Provided that $A$ is a $n \times n$ real matrix, $A^2＝0$, is it true that $\operatorname{rank}(A+A^\text{T})＝2\times\operatorname{rank}(A)$? Question: Provided that $A$ is a $n×n$ real matrix, $A^2＝0$, is it true that $\operatorname{rank}(A+A^\text{T})＝2\times\operatorname{rank}(A)$ ?
I believe it’s true.
I’ve tried matrix operations, Jordan standard form and dividing $A$ into column vectors, but all failed.

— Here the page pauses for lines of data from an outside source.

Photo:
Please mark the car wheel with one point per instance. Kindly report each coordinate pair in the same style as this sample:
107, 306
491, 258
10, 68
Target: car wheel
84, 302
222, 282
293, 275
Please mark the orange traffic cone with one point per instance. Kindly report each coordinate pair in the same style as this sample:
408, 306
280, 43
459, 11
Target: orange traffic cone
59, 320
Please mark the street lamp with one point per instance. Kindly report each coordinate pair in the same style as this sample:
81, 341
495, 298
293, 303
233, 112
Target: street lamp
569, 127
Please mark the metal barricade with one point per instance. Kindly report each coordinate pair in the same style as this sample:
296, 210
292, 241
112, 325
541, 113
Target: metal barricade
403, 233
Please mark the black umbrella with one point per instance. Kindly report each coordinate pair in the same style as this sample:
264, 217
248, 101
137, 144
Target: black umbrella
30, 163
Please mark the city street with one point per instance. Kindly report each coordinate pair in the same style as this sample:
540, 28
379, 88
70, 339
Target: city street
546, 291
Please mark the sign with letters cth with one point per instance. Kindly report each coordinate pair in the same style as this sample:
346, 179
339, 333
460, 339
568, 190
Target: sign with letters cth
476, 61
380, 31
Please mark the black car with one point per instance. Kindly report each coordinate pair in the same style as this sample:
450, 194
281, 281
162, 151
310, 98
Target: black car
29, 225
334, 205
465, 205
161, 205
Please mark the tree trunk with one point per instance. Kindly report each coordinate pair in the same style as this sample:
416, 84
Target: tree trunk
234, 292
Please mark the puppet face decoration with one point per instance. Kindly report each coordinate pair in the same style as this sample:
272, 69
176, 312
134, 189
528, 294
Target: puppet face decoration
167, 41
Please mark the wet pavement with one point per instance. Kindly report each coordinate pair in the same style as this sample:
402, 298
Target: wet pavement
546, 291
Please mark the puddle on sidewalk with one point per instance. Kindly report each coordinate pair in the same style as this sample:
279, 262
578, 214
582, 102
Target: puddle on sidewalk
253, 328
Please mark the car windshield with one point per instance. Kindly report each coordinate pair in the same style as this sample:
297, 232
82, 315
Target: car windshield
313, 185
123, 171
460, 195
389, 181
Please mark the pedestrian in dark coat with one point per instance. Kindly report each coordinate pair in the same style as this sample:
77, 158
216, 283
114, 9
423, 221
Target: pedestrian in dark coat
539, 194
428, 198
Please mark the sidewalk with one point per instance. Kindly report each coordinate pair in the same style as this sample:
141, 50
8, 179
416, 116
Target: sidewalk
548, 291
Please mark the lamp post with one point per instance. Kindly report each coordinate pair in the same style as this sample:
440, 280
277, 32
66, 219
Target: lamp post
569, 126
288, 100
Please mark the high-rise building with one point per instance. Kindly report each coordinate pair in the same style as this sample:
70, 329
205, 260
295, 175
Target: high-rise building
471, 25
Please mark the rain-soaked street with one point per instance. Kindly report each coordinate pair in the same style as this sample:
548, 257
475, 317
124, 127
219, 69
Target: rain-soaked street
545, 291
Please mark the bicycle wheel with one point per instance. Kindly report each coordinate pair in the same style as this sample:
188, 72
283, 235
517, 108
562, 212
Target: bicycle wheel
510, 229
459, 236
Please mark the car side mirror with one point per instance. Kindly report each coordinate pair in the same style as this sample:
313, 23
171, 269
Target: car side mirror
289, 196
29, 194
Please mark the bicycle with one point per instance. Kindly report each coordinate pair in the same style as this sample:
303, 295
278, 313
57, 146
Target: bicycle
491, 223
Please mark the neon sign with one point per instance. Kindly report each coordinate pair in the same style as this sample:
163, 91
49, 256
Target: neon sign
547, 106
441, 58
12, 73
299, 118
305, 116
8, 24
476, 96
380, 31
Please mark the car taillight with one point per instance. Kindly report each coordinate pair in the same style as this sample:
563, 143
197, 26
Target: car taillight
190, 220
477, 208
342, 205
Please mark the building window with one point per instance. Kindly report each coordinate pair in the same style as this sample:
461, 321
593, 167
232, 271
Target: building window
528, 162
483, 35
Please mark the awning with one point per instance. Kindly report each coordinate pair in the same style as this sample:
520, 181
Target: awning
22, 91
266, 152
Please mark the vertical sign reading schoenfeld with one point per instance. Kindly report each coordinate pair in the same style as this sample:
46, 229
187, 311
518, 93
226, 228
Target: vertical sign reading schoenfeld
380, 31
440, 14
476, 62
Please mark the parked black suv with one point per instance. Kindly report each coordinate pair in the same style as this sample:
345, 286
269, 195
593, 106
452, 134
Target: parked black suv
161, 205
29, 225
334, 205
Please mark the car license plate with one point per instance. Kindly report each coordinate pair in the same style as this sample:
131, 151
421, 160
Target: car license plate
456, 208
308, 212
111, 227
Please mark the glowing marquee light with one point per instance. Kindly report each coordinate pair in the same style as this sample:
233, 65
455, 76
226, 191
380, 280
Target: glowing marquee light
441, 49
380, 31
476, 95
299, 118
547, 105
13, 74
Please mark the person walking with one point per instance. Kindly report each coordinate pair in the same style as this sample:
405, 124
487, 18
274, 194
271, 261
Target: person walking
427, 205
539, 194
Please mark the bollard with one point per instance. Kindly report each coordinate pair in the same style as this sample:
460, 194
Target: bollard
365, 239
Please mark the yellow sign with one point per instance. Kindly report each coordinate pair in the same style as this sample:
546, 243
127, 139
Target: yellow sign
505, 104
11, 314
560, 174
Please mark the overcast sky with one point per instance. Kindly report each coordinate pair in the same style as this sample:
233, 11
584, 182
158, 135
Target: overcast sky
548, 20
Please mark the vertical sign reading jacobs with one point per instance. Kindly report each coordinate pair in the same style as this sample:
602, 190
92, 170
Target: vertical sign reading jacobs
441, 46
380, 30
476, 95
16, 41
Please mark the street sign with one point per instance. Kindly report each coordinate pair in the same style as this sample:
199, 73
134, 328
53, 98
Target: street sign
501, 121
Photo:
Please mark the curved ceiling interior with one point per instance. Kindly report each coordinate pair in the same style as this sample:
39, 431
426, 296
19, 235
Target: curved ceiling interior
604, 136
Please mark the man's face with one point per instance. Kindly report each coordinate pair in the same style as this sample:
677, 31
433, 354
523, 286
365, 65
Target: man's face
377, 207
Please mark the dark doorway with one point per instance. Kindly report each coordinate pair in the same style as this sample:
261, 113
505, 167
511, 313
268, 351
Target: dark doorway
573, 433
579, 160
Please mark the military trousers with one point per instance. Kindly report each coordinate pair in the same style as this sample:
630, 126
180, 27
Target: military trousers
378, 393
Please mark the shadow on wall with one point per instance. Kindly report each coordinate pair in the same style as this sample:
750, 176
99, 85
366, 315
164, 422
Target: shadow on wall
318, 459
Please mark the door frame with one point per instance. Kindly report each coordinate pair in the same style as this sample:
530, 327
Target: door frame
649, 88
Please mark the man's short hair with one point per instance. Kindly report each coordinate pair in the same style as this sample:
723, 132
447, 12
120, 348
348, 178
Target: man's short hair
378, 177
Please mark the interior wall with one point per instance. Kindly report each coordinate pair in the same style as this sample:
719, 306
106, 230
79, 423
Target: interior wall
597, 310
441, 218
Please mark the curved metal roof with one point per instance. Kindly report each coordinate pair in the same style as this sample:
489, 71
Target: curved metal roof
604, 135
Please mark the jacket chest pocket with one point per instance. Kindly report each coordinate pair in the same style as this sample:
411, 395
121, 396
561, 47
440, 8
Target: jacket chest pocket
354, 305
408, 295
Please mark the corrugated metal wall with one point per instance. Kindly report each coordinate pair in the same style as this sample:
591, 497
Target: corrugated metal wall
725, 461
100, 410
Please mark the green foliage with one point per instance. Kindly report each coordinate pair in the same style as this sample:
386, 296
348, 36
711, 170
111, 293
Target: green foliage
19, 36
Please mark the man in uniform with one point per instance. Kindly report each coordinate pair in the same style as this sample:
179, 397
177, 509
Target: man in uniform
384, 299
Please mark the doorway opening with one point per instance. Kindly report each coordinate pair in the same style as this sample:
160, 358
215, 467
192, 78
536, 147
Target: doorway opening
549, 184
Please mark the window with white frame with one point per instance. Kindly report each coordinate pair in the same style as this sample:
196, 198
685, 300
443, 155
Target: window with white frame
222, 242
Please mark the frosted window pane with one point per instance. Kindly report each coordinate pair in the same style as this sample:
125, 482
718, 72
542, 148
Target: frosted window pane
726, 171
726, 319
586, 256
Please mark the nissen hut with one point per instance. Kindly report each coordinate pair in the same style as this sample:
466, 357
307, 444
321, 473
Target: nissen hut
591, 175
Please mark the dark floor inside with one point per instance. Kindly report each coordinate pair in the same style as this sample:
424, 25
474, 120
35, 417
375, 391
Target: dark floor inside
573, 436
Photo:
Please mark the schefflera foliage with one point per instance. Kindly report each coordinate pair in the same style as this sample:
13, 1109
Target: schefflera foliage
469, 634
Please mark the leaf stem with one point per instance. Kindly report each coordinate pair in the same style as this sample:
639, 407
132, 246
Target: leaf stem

Now I’m aware that linear mapping might be a good choice, because $Ax$ and $A^\text{T}x$ are perpendicular, so we can prove that $\ker(A+A^\text{T})=\ker(A)\cap\ker(A^\text{T})$.
Then we need to prove that $\dim(\ker(A+A^\text{T}))=n-2\ \operatorname{rank}(A)$, but I don’t know how.
 A: You had the good idea with your observation about orthogonality. $$
\dim \operatorname{Ker}(A+A^\text{T}) = \dim\big(\operatorname{Ker}(A) \cap \operatorname{Ker}(A^\text{T})\big) = \dim \operatorname{Ker} (A) + \dim \operatorname{Ker}(A^\text{T}) - \dim \big( \operatorname{Ker} (A)+ \operatorname{Ker} (A^\text{T})\big)$$
Obviously $\dim \operatorname{Ker} (A)=\dim \operatorname{Ker} (A^\text{T}) = n - \operatorname{rank}(A)$.
Then we always have that $\operatorname{Im}(A)$ is the orthogonal complement of $\operatorname{Ker}(A^\text{T})$, and since $A^2=0$, $\operatorname{Im}(A)\subset \operatorname{Ker}(A)$. Hence $\operatorname{Ker}(A)+\operatorname{Ker}(A^\text{T})=\mathbb{R}^n$, so $\dim \operatorname{Ker}(A+A^\text{T})=2(n-\operatorname{rank}(A))-n=n-2\operatorname{rank}(A)$.
As you observed already, this allows us to conclude that $\operatorname{rank}(A+A^\text{T})=2\operatorname{rank}(A)$.
A: Let $X=AA^T$ and $Y=A^TA$. Then
$$
\begin{aligned}
\operatorname{rank}(A+A^T)
&=\operatorname{rank}\left((A+A^T)^2\right)\quad\text{(as $A+A^T$ is symmetric)}\\
&=\operatorname{rank}(X+Y)\quad\text{(as $A^2=0$)}.\\
\end{aligned}
$$
Also, $A^2=0$ gives $XY=YX=0$. Hence $X$ and $Y$ are simultaneously diagonalisable and
$$
\begin{aligned}
\operatorname{rank}(X+Y)
&=\operatorname{rank}(X)+\operatorname{rank}(Y)\\
&=\operatorname{rank}(AA^T)+\operatorname{rank}(A^TA)\\
&=2\operatorname{rank}(A).
\end{aligned}
$$
Now we are done.